Fields with international charachters are truncated.
testütest (testütest)
will be migrated as only test

If the field is a primary key or a  field with a unique restriction there is a chance that the complete table is not migrated because there are duplicate keys (due to truncation)

The migration process falsely reports no problem

How to repeat:
Create a small access db with one table and one field make this field the primary key.
enter some values in the table do not forget to mix international keys in it.

Try to migrate
[28 May 2008 7:24] c. hoehne
Have uploaded bug-data-37028.zip to ftp://ftp.mysql.com/pub/mysql/upload/
The zip file contains a ms access Database for testing purpose.
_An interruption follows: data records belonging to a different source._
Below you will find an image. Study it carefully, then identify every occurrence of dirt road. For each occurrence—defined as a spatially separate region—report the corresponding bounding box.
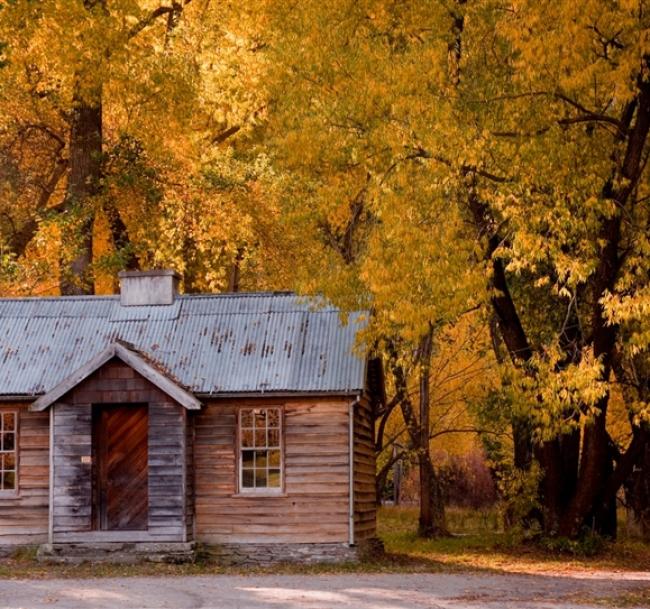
[0,572,650,609]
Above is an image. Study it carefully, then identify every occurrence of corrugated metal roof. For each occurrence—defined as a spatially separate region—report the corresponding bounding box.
[0,293,365,396]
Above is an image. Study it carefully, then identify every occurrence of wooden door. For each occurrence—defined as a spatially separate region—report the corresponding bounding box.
[94,404,149,531]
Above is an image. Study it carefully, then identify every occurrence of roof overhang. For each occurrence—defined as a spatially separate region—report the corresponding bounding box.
[30,342,201,411]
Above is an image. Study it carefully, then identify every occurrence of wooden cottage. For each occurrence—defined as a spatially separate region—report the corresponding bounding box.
[0,271,383,562]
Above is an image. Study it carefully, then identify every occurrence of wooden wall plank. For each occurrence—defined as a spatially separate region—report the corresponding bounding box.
[354,396,377,542]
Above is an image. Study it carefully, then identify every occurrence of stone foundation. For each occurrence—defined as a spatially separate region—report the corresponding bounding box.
[199,543,359,567]
[36,543,196,564]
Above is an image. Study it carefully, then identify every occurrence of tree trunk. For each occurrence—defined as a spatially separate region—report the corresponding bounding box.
[418,326,448,537]
[560,76,650,537]
[60,89,102,294]
[625,428,650,542]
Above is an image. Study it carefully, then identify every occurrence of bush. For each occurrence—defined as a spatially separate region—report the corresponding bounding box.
[540,529,605,557]
[437,450,497,510]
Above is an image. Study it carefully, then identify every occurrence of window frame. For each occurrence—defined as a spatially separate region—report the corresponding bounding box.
[0,408,20,498]
[236,404,285,497]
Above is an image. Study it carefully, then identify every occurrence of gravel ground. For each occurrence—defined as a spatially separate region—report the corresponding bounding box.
[0,572,650,609]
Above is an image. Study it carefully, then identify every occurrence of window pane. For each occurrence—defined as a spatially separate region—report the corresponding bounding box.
[255,408,266,429]
[269,429,280,446]
[241,450,255,469]
[241,410,253,427]
[1,472,16,491]
[241,469,255,488]
[241,429,253,448]
[268,450,280,467]
[269,408,280,427]
[2,431,15,451]
[255,450,266,468]
[2,453,16,469]
[2,412,16,431]
[255,469,266,488]
[255,429,266,447]
[268,469,280,488]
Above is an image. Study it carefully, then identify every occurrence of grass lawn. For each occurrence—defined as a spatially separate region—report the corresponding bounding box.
[377,507,650,575]
[0,507,650,580]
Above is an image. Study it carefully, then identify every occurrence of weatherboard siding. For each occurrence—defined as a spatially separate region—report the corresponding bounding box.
[192,397,350,543]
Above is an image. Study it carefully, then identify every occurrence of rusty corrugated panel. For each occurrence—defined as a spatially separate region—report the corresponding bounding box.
[0,294,365,395]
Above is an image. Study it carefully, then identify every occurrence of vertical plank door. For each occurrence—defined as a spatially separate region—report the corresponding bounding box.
[95,404,149,531]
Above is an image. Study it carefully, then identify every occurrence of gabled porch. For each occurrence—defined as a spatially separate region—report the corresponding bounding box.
[32,343,201,560]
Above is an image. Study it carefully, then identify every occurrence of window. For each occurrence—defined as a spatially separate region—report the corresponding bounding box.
[239,408,282,492]
[0,412,18,491]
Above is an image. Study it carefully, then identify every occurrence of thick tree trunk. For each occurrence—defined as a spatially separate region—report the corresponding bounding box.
[104,200,140,271]
[418,327,448,537]
[560,76,650,537]
[60,90,102,294]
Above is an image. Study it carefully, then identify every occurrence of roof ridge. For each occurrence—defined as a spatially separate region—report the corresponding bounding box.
[0,290,298,306]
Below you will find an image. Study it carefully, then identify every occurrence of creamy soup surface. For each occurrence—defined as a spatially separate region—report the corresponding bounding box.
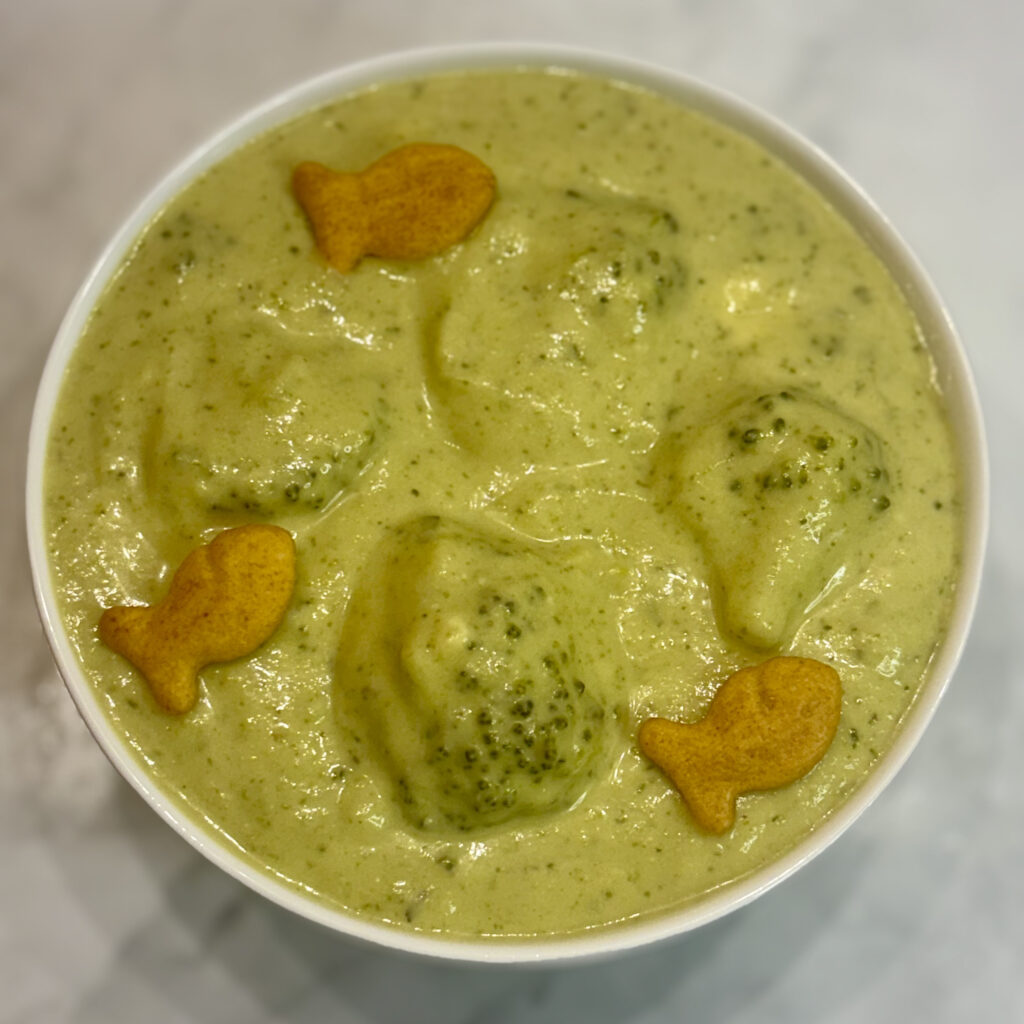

I have discoverd that this bug does not occur with very small tables (e.g. i have tried to create the same test database with 10 rows per table. But this db migrates well)
[28 May 2008 12:55] MySQL Verification Team
Thank you for the bug report. Could you please start the server with the option: --max_allowed_packet=16M i.e:

c:\dbs>5.0\bin\mysqld --standalone --console --max_allowed_packet=16M
080528  9:41:07  InnoDB: Started; log sequence number 0 45344
080528  9:41:07 [Note] 5.0\bin\mysqld: ready for connections.
Version: '5.0.62-nt'  socket: ''  port: 3306  Source distribution

and try again. Thanks in advance.
[29 May 2008 5:53] c. hoehne
Thanks. I tried your suggestion.
After starting mysql i checked the system variables. The variable was correctly set.
But even with my test database, i get the same behaviour. Fields are truncated
But i discovered that i have overlooked this in the 'migration complete' report:

          Duplicate entry 'DEU; Location: Büchen; ' for key 1
          0 row(s) transfered.

          Duplicate entry 'DEU; Location: Büchen; -GBIF' for key 1
          0 row(s) transfered.
[30 May 2008 15:17] MySQL Verification Team
Thank you for the feedback. Please point a row which was truncated on your test and then I will check here. Thanks in advance.
[1 Jun 2008 9:02] c. hoehne
Please search in the ms access database in table LOCATION for primary key rows starting with "DEU; Location: B". You will discover that some rows are the same when  they are compared upto the first german umlaut. These are the rows which get truncated.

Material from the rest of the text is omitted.